Out here on the perimeter, something akin to magic happened. The high schools in the area decided to go ahead and tee it up, play the games, and let go of the terrible images for just a little while. There seemed to be a kind of unspoken consensus that this was a good thing to be doing, gathering here at Red Devil Stadium behind Germantown High School to watch the latest installment of the ancient football rivalry between Germantown and Collierville. Here, we seemed to agree, was just the potion to lift the dark spell cast three days before.

So we lit candles. We sang the National Anthem, facing a flag hanging limply at half-mast from its pole just beyond the goalposts in the north end-zone. We paid appropriate respect to the thousands of dead and missing.

And then we cheered, as the referee whistled and the players got down to the business of playing a game.

As anyone with whom I attended high school will recall, I was just not cut out for football. More an emaciated nerd than anything else, I did manage to go to the home football games, if for no other reason than because that’s where the weekend party usually began.

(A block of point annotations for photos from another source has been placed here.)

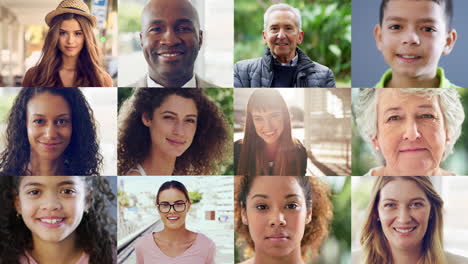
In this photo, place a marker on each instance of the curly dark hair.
(209, 144)
(81, 157)
(95, 233)
(317, 196)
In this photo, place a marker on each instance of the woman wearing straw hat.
(70, 56)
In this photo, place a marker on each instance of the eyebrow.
(174, 113)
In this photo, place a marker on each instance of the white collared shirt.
(192, 83)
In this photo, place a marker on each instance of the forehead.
(394, 99)
(275, 187)
(401, 190)
(278, 17)
(179, 105)
(48, 104)
(169, 11)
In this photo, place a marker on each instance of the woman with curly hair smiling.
(56, 219)
(282, 218)
(171, 132)
(42, 134)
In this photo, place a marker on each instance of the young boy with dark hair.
(412, 36)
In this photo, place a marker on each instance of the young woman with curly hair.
(50, 131)
(404, 224)
(171, 132)
(268, 147)
(56, 219)
(70, 55)
(282, 218)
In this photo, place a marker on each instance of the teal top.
(444, 82)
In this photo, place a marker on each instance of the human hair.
(316, 194)
(374, 243)
(365, 113)
(209, 145)
(95, 234)
(88, 69)
(81, 156)
(173, 185)
(446, 4)
(252, 157)
(284, 7)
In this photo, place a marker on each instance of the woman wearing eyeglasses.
(175, 243)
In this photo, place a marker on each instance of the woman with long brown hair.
(70, 56)
(268, 147)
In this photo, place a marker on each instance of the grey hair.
(365, 113)
(282, 6)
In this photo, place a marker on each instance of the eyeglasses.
(166, 207)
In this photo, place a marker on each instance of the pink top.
(202, 251)
(29, 259)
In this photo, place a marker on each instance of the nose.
(277, 219)
(170, 38)
(411, 37)
(411, 130)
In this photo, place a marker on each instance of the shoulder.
(455, 259)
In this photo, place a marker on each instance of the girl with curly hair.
(56, 219)
(268, 147)
(70, 55)
(50, 131)
(282, 218)
(170, 132)
(175, 243)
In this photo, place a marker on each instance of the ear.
(244, 217)
(378, 36)
(200, 39)
(301, 37)
(450, 40)
(145, 119)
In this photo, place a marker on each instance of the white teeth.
(52, 221)
(404, 230)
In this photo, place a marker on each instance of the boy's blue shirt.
(444, 82)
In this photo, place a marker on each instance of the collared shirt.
(192, 83)
(290, 63)
(444, 82)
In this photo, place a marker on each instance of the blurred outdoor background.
(101, 101)
(364, 160)
(453, 193)
(320, 119)
(214, 61)
(335, 249)
(23, 31)
(211, 212)
(223, 97)
(327, 32)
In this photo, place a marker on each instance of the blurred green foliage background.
(363, 160)
(326, 25)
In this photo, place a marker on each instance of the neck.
(64, 251)
(46, 167)
(417, 82)
(168, 82)
(159, 163)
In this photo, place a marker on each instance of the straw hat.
(71, 6)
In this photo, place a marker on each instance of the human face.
(173, 219)
(173, 125)
(170, 39)
(49, 125)
(282, 35)
(71, 38)
(411, 133)
(51, 206)
(412, 38)
(268, 125)
(276, 214)
(404, 211)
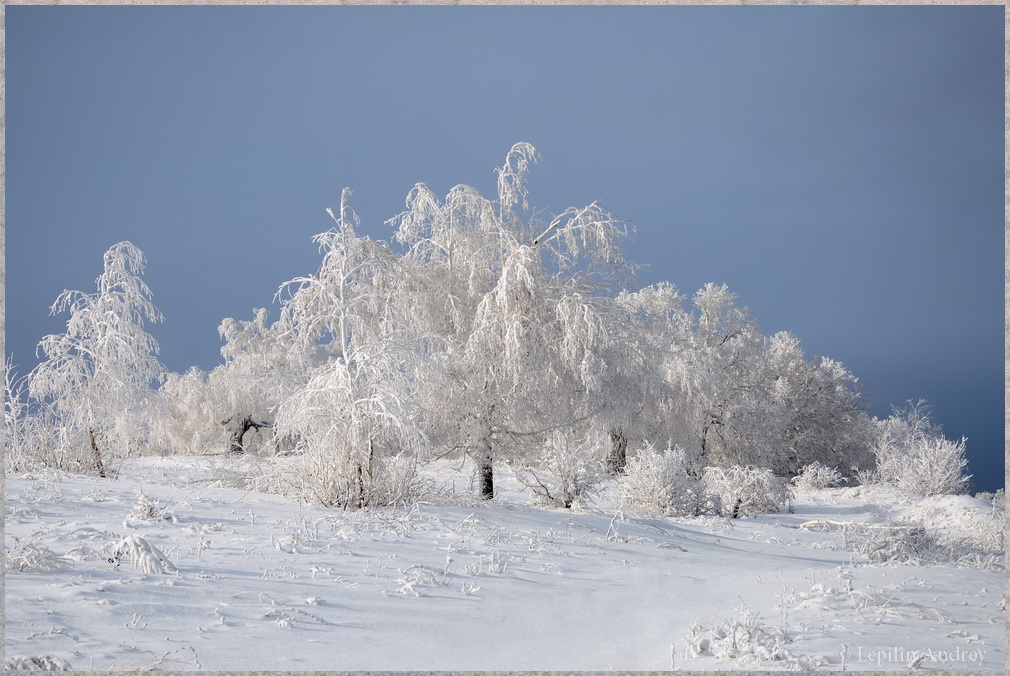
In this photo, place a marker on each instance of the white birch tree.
(97, 376)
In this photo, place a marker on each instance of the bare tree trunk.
(94, 452)
(618, 451)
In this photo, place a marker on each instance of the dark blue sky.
(839, 168)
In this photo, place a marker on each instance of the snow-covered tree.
(512, 313)
(913, 454)
(352, 417)
(724, 378)
(97, 376)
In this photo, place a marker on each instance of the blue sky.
(839, 168)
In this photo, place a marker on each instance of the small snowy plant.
(144, 556)
(745, 640)
(33, 663)
(746, 490)
(657, 481)
(816, 477)
(148, 510)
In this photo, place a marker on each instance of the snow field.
(218, 578)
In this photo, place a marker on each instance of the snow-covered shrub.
(913, 455)
(816, 477)
(955, 529)
(32, 663)
(565, 474)
(746, 490)
(33, 557)
(655, 481)
(315, 476)
(144, 556)
(148, 510)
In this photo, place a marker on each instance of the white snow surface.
(231, 579)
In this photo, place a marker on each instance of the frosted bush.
(746, 640)
(318, 477)
(566, 474)
(148, 510)
(913, 455)
(144, 556)
(816, 477)
(657, 481)
(746, 490)
(32, 663)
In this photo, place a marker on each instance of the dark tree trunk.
(95, 453)
(618, 451)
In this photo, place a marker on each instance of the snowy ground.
(217, 578)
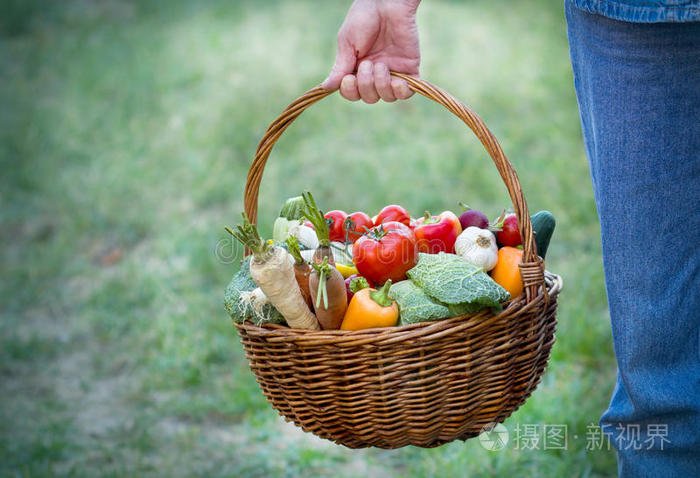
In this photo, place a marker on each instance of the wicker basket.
(423, 384)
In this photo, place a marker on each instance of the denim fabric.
(638, 88)
(644, 11)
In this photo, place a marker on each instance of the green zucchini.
(543, 226)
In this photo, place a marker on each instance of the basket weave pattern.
(422, 384)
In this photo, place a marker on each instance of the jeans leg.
(638, 87)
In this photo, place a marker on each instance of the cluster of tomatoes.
(387, 245)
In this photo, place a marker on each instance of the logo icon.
(494, 436)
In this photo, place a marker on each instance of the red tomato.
(509, 235)
(336, 228)
(393, 213)
(437, 233)
(386, 252)
(360, 223)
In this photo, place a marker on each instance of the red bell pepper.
(437, 233)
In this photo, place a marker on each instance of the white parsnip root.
(276, 279)
(273, 273)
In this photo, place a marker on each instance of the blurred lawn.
(126, 130)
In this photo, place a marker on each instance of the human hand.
(377, 36)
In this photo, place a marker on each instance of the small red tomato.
(336, 228)
(357, 224)
(386, 252)
(393, 213)
(437, 233)
(509, 235)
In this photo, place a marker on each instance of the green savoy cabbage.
(414, 304)
(240, 310)
(461, 286)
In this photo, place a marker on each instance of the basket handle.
(531, 269)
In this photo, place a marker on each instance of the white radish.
(273, 272)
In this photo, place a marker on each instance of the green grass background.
(126, 130)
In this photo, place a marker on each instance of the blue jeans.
(638, 88)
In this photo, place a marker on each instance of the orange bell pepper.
(507, 272)
(371, 308)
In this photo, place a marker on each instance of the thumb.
(344, 64)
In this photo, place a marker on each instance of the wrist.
(412, 5)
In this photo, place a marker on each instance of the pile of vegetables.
(344, 271)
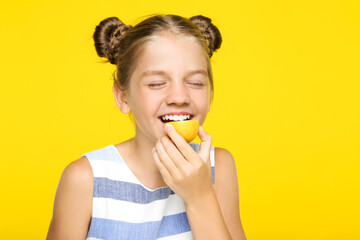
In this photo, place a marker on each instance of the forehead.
(173, 54)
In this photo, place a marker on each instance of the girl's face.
(170, 78)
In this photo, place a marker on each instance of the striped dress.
(123, 208)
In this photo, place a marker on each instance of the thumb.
(205, 145)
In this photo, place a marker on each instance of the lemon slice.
(187, 129)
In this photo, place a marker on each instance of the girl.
(155, 185)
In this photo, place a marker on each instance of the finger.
(205, 144)
(186, 150)
(174, 153)
(165, 159)
(164, 172)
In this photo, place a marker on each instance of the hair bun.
(107, 37)
(210, 32)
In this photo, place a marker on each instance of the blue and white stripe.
(123, 208)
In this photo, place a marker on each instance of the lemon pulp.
(187, 129)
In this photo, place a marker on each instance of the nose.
(177, 94)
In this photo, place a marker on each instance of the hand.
(186, 172)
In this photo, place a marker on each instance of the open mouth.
(173, 118)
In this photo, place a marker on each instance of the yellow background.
(286, 105)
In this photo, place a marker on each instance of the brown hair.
(121, 43)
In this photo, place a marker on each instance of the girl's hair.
(121, 44)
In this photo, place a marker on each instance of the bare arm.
(73, 202)
(227, 192)
(189, 174)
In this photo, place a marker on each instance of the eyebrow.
(163, 73)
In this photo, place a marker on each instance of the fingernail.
(168, 127)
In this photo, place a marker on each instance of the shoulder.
(77, 175)
(73, 201)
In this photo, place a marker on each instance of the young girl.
(155, 185)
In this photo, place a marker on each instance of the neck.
(141, 150)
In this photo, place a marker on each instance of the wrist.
(203, 200)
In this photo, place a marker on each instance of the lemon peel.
(187, 129)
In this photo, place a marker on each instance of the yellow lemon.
(187, 129)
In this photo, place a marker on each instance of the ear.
(121, 99)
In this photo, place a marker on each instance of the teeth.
(175, 117)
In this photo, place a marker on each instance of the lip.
(178, 113)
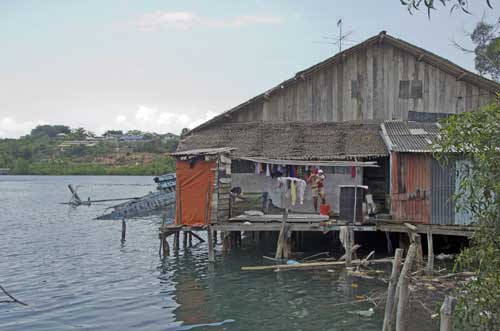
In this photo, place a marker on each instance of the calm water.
(75, 273)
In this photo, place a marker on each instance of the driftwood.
(12, 297)
(391, 292)
(311, 265)
(446, 311)
(353, 250)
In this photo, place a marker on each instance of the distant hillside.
(60, 150)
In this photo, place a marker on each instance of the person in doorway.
(317, 181)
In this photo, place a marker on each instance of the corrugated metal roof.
(413, 137)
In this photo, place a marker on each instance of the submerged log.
(312, 265)
(446, 312)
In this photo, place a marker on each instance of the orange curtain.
(194, 192)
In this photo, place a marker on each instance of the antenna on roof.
(341, 39)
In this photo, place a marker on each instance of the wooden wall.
(366, 86)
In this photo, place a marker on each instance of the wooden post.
(282, 236)
(403, 285)
(176, 240)
(210, 240)
(124, 230)
(165, 246)
(226, 241)
(430, 254)
(391, 291)
(420, 254)
(348, 246)
(446, 311)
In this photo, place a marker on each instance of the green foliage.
(463, 5)
(39, 154)
(49, 130)
(475, 137)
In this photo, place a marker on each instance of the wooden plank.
(311, 265)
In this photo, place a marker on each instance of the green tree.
(49, 130)
(463, 5)
(475, 137)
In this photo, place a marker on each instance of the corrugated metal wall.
(411, 183)
(442, 190)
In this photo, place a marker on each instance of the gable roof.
(411, 137)
(422, 54)
(292, 140)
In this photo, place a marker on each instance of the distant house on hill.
(131, 138)
(169, 136)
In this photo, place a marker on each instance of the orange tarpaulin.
(194, 187)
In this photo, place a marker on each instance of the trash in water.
(364, 313)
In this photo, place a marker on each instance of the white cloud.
(145, 114)
(158, 19)
(184, 20)
(120, 119)
(150, 119)
(10, 128)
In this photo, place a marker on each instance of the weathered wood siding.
(379, 82)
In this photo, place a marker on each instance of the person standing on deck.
(317, 187)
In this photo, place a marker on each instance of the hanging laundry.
(301, 189)
(257, 168)
(293, 192)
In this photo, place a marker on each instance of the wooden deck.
(318, 223)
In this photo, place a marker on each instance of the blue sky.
(162, 65)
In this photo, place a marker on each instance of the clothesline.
(312, 163)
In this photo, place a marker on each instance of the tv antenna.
(340, 40)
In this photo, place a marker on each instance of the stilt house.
(330, 116)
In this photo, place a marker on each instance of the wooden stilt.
(282, 236)
(210, 241)
(403, 286)
(348, 246)
(124, 230)
(165, 246)
(430, 254)
(446, 312)
(226, 242)
(390, 250)
(176, 240)
(391, 291)
(197, 237)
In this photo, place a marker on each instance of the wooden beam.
(311, 265)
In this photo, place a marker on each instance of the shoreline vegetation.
(60, 150)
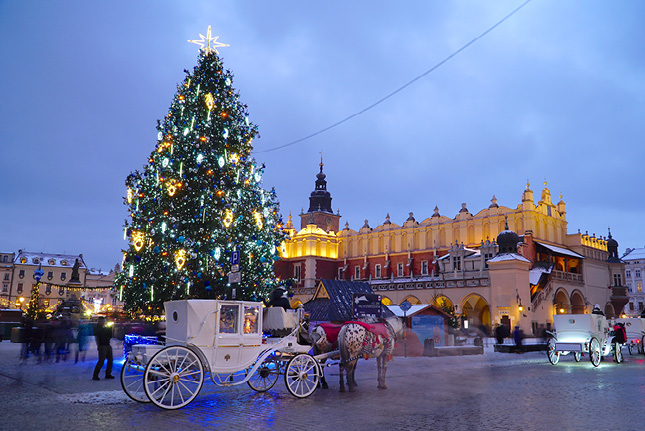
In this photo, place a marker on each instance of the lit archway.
(475, 308)
(443, 302)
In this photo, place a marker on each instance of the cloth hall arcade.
(516, 266)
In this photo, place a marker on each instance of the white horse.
(357, 339)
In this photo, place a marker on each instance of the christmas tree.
(199, 199)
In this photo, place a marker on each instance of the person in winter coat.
(103, 334)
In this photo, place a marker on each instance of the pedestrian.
(517, 336)
(84, 331)
(103, 334)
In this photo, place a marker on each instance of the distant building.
(634, 275)
(6, 274)
(93, 288)
(459, 263)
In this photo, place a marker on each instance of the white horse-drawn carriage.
(222, 339)
(635, 329)
(582, 334)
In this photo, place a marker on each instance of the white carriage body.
(574, 331)
(228, 334)
(634, 328)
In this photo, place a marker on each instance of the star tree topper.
(211, 42)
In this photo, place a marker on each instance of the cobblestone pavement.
(493, 391)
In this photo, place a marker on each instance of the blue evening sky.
(556, 92)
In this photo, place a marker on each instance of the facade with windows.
(634, 279)
(6, 275)
(53, 286)
(454, 263)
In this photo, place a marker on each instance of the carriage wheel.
(132, 380)
(554, 356)
(618, 353)
(173, 377)
(594, 352)
(302, 375)
(265, 376)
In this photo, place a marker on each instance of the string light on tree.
(198, 198)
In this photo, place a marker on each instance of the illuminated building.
(458, 264)
(635, 275)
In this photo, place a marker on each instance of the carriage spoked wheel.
(173, 377)
(618, 353)
(302, 375)
(132, 380)
(554, 356)
(594, 352)
(265, 376)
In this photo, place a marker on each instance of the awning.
(560, 250)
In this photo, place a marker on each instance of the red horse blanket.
(331, 330)
(375, 328)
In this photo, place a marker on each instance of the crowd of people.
(55, 339)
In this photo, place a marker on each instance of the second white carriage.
(581, 334)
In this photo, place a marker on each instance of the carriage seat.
(279, 319)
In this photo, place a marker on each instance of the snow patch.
(102, 397)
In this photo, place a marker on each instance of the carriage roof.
(196, 321)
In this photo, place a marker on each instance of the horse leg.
(381, 362)
(323, 383)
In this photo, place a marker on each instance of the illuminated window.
(228, 319)
(456, 263)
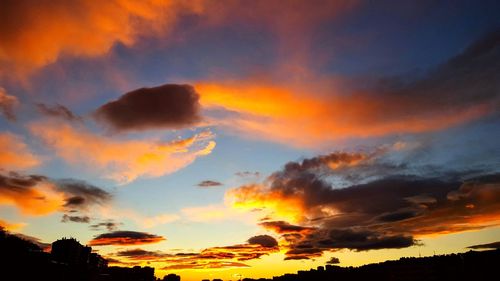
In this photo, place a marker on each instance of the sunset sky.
(218, 139)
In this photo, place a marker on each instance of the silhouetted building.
(135, 273)
(70, 251)
(97, 262)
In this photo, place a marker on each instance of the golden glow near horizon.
(216, 139)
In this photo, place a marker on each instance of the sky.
(228, 139)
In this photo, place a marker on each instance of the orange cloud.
(7, 104)
(38, 195)
(150, 158)
(214, 257)
(30, 195)
(303, 117)
(15, 154)
(11, 226)
(37, 34)
(389, 210)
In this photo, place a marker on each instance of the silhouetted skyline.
(234, 138)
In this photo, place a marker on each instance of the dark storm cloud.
(125, 238)
(209, 183)
(8, 104)
(388, 211)
(285, 227)
(58, 111)
(263, 240)
(364, 240)
(80, 219)
(37, 194)
(333, 260)
(83, 193)
(468, 80)
(109, 225)
(494, 245)
(168, 106)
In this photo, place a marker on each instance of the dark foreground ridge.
(68, 260)
(472, 265)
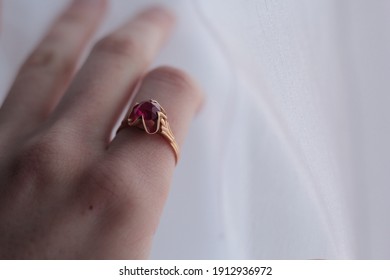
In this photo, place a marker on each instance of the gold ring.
(151, 117)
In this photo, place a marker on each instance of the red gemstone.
(146, 109)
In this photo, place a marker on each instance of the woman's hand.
(66, 190)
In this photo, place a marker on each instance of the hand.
(67, 191)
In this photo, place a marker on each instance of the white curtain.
(289, 158)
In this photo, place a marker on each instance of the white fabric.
(289, 157)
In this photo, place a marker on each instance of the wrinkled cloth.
(289, 157)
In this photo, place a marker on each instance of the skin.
(67, 190)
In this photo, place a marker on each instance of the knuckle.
(119, 45)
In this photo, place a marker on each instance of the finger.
(47, 71)
(104, 84)
(150, 158)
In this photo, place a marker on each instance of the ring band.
(152, 118)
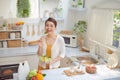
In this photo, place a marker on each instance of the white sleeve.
(62, 48)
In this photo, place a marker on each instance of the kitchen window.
(34, 9)
(116, 29)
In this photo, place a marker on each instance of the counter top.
(103, 73)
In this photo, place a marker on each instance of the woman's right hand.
(40, 43)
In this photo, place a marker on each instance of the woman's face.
(49, 27)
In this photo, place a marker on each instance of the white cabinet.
(10, 39)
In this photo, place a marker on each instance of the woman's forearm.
(55, 60)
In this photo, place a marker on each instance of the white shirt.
(58, 49)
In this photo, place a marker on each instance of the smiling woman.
(23, 8)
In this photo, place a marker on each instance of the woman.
(52, 45)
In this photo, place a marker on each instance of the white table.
(103, 73)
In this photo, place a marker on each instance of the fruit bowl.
(91, 69)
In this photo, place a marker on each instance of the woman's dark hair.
(51, 20)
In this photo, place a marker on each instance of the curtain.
(101, 26)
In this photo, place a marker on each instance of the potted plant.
(4, 26)
(80, 28)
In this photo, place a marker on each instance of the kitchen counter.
(103, 73)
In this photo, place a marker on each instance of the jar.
(46, 14)
(4, 44)
(12, 35)
(17, 35)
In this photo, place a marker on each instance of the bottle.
(21, 72)
(26, 69)
(4, 44)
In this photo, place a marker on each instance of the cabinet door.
(51, 8)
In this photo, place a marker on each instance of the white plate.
(113, 60)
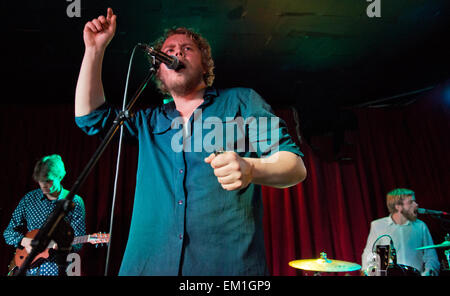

Back then, I never realized that memories were being formed and stored for a night just like this, when all of us needed desperately to believe in such simple, innocent, and ordinary miracles as the one being played out before us.

Maybe it was the bright stadium lights that made it all so hyper-real. Or maybe it was the colorful uniforms on the players, the coaches, the refs, the cheerleaders, the dance team, the band. Or maybe it was the wild enthusiasm of the students in the stands, their faces painted with American flags, their focus on finding a way through the complicated maze of teenage pressures. Whatever the reason, the two-hour spectacle had a cinematic quality to it, as if every thing and every moment were bathed in a pure white light that was capable, if only for a short time, of helping us understand that the world was still more good than evil.

We store up such moments as these for when we need them. Touchdowns and passes caught and shanked field goals and penalty flags. A throng of kids at the refreshment stand. A girl in line in front of me working up the courage to offer to buy a boy a soda. Marching bands, bass drums, brass and flutes and xylophones.

Sure, there were plenty of other games around Shelby County that Friday night. Other rivalries, other uniforms. This was not a suburban phenomenon. And yet, the scene in Germantown was an old one, by our standards, and that somehow made it special.

Two hours of alternative time passed — no TV, no suicide hijackers, no collapsing skyscrapers. Two hours to forget the world outside the stadium. Two hours to return to the past, or revel in the present, or be aware that the future looks mighty ominous indeed. It was a breather, out here in Burbland, that helped us all appreciate the normal rituals we so regularly take for granted.

And who won? Well, everybody, that’s who.